While citizen has a geographical boundary, the netizen roams free, a citizen of the internet. It’s a term that’s been around since the 1990s and some credit internet pioneer Michael F. Hauben for coining it.
Yet citizenship implies not just rights and privileges but also responsibilities and duties. Netizenship, is there even such a word? at one time also meant something which was more than its parts. It was about someone who was trying to make the internet a better place, just as a citizen might try to make their country a better country.

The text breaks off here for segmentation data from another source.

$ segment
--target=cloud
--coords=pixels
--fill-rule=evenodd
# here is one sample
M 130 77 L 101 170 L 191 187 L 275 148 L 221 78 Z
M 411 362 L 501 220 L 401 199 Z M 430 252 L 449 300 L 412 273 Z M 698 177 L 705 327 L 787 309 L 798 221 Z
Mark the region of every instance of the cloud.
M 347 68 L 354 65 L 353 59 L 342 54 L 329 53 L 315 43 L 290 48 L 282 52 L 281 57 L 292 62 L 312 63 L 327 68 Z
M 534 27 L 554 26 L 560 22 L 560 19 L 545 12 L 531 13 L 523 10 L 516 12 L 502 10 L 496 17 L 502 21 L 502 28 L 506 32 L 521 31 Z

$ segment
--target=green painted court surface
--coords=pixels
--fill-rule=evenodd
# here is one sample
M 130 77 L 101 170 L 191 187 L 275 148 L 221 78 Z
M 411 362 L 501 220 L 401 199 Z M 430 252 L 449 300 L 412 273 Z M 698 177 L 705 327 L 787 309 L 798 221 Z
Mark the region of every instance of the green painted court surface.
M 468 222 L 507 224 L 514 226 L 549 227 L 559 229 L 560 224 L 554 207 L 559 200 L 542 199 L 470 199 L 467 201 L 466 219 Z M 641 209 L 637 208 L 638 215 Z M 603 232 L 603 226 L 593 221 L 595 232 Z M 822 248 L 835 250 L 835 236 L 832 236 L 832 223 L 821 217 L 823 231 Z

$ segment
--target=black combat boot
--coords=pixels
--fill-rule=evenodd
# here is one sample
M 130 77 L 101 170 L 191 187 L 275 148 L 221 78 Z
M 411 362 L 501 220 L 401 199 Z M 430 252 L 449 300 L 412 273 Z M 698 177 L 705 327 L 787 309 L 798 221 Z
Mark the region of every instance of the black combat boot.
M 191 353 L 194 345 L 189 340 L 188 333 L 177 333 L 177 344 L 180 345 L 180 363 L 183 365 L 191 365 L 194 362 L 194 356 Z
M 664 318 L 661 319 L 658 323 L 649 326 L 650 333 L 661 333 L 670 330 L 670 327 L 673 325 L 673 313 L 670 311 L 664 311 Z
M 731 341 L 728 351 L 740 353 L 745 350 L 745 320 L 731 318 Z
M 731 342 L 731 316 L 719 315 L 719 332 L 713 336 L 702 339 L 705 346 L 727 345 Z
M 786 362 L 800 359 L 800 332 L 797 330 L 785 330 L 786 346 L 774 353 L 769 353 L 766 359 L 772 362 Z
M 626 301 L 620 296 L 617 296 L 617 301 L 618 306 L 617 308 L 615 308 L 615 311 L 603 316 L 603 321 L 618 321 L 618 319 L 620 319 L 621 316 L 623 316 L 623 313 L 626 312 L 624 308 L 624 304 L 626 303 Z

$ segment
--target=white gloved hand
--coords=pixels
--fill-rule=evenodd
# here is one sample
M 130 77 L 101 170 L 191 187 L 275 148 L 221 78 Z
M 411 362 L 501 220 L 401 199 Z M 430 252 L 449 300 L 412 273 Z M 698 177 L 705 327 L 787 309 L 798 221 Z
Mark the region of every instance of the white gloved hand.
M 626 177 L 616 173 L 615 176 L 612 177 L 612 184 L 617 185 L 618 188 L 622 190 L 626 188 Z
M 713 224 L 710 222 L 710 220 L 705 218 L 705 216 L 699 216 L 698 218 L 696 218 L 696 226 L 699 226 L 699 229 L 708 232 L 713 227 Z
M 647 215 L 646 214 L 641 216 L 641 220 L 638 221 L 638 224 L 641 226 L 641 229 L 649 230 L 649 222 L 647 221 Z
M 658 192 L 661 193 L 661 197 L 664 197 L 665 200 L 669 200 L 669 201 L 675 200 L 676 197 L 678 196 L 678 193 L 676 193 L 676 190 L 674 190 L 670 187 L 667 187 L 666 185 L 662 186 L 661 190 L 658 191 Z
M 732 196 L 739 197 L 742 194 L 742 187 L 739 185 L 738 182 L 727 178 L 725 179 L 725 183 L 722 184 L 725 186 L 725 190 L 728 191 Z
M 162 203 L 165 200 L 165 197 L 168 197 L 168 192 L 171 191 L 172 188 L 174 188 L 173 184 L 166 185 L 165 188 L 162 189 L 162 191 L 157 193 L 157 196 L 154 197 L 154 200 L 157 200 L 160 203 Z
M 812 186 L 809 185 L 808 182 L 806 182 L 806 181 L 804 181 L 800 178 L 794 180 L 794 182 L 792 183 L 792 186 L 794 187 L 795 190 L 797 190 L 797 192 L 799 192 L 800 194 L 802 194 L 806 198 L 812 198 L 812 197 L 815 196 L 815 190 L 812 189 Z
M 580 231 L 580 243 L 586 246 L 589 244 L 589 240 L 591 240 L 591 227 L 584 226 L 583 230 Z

Since 2010 Reporters Without Borders in partnership with Google even gives out a Netizen prize to bloggers or cyber-dissidents fighting for freedom of expression on the internet. Like Syrian activists protesting the regime in their country

SYRIA

But now netizen is just a lazy way to churn out quick copy. I remember the death of a celebrated figure from the yesteryears of Hindi films. As soon as the news broke, obituaries popped up on my news feed. As I read them I realized no one had even bothered to pick up a phone to talk to someone about the deceased person. Instead all I was reading were regurgitated “a terrible loss for cinema” type banal social media posts. It was a DIY quickie obituary pulled together by copy-pasting. The tweets were strung together and then passed off as “Netizens mourn the death of X”.
In 1951 the Indian cartoonist R K Laxman created an unforgettable character called the common man. A bald bespectacled man in a plaid jacket and wrap around dhoti, he was the wry daily observer of life and politics in India. But he never spoke. Yet he remained the country’s most astute observer of the political circus.
I imagined today’s netizen wryly watching the day’s news unfold much like Laxman’s Common Man. But the magic of the Common Man was that his silence spoke volumes. The netizen on the other hand only counts if they tweet and post. They come with a quip’s worth of wisdom.
The netizen and what the netizen thinks has become the lazy person’s guide to getting the pulse of the nation. It’s Vox pop that requires us to go nowhere. Or ask any questions.
The French philosopher René Descartes once said (I think, therefore I am). Now we live in the age of “I post, therefore I am.”